Quantum mechanical calculations of the vibrational spectra of quartz- and rutile-type GeO2

Heat-treatment and stepwise cooling of as-delivered, water-containing quartz-type GeO2 powder resulted in transformation into a water-free form. A rutile-type modification could be prepared by impregnation of the quartz-type phase with RbOH solutions, drying and annealing. Raman-and FTIR-absorption spectra of quartz- and rutile-type GeO2 were measured and compared to quantum-mechanical ab initio calculations based on a hybrid functional using the Perdew-Burke-Ernzerhof correlation functional with 16.7% Hartree-Fock exchange density functional.

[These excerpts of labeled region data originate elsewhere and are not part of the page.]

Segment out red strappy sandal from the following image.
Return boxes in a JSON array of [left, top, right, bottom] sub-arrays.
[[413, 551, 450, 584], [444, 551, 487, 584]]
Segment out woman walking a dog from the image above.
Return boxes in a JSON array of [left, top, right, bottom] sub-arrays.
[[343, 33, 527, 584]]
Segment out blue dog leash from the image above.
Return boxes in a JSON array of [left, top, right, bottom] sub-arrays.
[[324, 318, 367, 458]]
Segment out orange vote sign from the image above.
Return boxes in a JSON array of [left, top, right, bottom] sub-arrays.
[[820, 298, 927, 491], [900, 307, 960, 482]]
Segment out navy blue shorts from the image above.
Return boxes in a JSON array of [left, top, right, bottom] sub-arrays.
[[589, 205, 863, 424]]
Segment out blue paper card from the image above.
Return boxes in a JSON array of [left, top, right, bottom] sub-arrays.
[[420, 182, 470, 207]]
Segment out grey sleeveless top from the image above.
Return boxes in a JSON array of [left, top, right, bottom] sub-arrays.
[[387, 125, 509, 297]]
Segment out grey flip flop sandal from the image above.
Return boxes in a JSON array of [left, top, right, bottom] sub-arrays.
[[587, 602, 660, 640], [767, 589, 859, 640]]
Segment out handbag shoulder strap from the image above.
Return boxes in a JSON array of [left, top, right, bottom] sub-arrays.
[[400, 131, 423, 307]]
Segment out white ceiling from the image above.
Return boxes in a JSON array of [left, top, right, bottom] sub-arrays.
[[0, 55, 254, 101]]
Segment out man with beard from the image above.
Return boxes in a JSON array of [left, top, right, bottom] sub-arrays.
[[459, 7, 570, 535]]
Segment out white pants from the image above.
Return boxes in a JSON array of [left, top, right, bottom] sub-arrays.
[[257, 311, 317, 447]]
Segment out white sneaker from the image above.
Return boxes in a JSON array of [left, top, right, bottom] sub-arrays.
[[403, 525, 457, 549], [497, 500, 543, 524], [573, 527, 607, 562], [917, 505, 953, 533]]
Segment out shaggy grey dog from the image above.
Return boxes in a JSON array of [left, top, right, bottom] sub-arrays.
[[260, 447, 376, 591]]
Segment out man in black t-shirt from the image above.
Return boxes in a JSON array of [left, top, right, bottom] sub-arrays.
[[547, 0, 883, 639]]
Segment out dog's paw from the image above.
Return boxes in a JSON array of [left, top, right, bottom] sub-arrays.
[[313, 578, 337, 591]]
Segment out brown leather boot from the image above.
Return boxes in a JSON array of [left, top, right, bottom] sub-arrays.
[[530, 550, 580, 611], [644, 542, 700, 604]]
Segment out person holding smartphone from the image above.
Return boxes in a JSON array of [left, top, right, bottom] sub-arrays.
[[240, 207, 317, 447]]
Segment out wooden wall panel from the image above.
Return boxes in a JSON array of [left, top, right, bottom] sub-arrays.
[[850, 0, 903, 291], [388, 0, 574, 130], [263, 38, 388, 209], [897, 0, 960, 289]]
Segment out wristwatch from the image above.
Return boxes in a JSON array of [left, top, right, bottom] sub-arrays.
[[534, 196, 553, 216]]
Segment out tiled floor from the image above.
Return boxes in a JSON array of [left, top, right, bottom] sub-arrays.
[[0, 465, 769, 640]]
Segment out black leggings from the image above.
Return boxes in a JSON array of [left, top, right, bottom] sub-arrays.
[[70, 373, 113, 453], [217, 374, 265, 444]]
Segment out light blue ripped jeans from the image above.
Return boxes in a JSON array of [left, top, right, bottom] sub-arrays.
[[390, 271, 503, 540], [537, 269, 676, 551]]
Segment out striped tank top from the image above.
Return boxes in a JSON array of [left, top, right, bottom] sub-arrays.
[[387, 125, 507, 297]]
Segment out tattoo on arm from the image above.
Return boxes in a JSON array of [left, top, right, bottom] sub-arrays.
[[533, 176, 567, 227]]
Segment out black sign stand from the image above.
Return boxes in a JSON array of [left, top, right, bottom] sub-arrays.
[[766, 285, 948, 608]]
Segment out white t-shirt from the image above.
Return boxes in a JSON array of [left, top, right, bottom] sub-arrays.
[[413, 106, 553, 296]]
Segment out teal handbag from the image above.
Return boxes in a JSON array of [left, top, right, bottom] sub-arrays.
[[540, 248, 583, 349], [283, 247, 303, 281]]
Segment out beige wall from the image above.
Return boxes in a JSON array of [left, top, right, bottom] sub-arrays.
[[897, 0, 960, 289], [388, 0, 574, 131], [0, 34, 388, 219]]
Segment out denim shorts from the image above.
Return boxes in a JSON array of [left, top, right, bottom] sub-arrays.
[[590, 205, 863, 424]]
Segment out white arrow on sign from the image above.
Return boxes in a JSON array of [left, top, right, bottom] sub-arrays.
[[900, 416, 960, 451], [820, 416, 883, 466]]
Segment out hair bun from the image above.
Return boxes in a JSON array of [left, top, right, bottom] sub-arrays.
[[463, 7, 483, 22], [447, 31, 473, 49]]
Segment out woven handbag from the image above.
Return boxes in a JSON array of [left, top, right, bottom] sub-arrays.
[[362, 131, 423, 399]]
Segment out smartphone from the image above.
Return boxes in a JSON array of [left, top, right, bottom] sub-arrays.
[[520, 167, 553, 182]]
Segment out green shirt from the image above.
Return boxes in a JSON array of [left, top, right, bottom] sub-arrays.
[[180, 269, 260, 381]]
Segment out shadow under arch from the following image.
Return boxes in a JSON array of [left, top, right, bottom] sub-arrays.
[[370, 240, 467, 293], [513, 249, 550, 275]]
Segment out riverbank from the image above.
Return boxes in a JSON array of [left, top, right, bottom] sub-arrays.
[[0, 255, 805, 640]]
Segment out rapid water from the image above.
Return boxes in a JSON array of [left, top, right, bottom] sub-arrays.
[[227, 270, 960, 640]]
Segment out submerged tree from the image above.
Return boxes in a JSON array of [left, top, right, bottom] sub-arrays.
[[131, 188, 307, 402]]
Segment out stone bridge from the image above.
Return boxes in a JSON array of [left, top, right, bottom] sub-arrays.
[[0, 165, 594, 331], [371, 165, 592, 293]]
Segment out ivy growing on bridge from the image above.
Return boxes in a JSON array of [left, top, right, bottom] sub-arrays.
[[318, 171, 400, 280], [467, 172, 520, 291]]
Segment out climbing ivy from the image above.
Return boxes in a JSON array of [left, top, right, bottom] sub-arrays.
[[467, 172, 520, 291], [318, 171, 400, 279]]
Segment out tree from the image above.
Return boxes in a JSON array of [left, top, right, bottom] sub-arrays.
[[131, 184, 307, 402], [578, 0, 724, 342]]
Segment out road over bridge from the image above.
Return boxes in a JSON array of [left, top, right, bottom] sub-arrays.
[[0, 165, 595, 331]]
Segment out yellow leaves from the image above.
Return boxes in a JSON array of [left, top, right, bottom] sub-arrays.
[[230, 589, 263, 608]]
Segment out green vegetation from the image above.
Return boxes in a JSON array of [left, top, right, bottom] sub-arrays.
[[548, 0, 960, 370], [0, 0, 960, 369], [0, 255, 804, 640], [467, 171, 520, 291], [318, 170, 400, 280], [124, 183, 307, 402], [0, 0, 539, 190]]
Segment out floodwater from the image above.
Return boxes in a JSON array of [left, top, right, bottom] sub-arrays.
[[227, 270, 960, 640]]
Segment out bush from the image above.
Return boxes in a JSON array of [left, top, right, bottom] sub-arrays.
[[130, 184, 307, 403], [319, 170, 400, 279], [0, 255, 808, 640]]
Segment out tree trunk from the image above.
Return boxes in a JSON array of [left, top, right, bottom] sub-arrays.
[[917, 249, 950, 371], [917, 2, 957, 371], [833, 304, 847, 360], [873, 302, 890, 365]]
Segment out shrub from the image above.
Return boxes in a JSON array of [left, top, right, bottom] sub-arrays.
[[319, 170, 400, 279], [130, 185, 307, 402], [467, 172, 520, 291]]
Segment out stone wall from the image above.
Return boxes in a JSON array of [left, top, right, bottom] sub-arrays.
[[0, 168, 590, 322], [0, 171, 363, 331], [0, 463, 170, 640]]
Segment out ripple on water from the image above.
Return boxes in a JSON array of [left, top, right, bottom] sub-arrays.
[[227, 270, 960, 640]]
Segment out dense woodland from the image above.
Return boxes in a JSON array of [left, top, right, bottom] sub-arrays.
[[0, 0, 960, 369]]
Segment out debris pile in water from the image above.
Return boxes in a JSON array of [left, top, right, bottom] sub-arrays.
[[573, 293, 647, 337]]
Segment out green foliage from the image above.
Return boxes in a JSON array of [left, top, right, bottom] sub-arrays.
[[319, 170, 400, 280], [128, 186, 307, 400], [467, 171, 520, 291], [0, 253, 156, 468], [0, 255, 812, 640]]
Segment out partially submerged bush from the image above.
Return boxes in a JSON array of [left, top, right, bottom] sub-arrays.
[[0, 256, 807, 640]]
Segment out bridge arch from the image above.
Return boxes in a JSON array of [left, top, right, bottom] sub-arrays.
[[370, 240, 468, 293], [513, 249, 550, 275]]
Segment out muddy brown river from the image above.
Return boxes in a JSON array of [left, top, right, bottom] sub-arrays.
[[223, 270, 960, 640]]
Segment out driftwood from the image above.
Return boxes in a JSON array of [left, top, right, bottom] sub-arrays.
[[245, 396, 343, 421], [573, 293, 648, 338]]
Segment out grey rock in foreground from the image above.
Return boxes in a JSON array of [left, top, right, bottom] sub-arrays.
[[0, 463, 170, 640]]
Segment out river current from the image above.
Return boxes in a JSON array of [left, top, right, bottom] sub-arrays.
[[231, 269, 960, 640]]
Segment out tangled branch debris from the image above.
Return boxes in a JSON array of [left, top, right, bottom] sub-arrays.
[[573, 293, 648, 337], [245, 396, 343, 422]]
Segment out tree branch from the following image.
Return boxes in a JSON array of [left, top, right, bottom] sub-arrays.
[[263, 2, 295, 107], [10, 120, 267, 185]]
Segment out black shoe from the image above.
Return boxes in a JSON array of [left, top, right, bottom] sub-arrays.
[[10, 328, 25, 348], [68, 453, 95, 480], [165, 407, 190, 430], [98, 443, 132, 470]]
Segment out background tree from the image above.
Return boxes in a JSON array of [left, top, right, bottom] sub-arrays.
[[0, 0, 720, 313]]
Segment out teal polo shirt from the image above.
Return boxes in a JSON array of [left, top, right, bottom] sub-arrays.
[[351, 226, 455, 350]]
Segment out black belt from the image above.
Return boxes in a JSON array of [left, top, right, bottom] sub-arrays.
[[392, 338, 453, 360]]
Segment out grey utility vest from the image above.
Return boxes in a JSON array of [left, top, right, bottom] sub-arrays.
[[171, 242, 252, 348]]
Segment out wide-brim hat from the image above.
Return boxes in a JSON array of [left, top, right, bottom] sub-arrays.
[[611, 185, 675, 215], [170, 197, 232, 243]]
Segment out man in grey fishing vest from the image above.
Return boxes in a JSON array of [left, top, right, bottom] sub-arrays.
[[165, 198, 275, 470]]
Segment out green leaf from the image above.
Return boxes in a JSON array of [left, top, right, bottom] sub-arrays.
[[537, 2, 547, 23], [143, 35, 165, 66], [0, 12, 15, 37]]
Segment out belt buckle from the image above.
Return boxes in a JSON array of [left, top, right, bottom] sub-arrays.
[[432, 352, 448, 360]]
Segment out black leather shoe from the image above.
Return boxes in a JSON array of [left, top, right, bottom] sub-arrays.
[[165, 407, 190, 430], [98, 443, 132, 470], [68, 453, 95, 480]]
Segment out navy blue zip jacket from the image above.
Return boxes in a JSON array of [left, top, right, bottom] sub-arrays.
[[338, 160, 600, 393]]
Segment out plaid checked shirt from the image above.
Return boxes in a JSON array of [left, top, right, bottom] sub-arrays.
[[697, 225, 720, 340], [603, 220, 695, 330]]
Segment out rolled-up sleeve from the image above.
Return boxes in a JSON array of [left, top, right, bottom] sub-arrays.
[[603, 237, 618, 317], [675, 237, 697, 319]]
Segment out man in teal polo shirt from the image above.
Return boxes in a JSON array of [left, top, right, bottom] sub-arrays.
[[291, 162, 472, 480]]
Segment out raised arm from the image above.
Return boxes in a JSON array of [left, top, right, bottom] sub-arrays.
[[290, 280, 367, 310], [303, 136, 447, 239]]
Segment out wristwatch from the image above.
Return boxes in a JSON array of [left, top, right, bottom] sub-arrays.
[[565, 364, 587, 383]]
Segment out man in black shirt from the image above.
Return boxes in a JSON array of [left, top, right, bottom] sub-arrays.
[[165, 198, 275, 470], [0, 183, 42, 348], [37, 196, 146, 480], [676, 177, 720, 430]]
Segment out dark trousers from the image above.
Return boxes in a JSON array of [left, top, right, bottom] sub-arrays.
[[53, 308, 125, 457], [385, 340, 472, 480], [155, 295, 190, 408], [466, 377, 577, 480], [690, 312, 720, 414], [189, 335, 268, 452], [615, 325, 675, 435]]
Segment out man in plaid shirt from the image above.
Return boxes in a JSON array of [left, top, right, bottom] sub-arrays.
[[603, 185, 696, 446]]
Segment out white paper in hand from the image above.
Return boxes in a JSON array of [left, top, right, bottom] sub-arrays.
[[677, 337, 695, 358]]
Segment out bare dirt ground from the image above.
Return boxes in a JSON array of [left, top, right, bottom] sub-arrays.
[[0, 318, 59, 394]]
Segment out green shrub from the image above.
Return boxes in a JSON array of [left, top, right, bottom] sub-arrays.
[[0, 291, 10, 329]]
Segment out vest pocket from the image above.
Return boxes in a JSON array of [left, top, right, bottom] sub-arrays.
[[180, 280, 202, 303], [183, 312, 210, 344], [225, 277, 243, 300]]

Maximum and mean deviations between measured spectral bands and assigned vibrational modes are 14 and +/- 8 cm(-1) for the quartz-type and 30 and +/- 13 cm(-1) for the rutile-type polymorphic form. Water is incorporated into GeO4 entities of quartz-type GeO2; a water-free and structurally stable form can be prepared by a heating up to 1,425 K, tempering at 1,323 K and stepwise cooling. Spectral bands not explained by the calculations suggest defects and distortions in both quartz-and rutile-type structures, in case of the quartz-type one by incomplete transformation into an ideal structure after removing the water, whereas the rutile-type modification most probably incorporates Rb during its synthesis.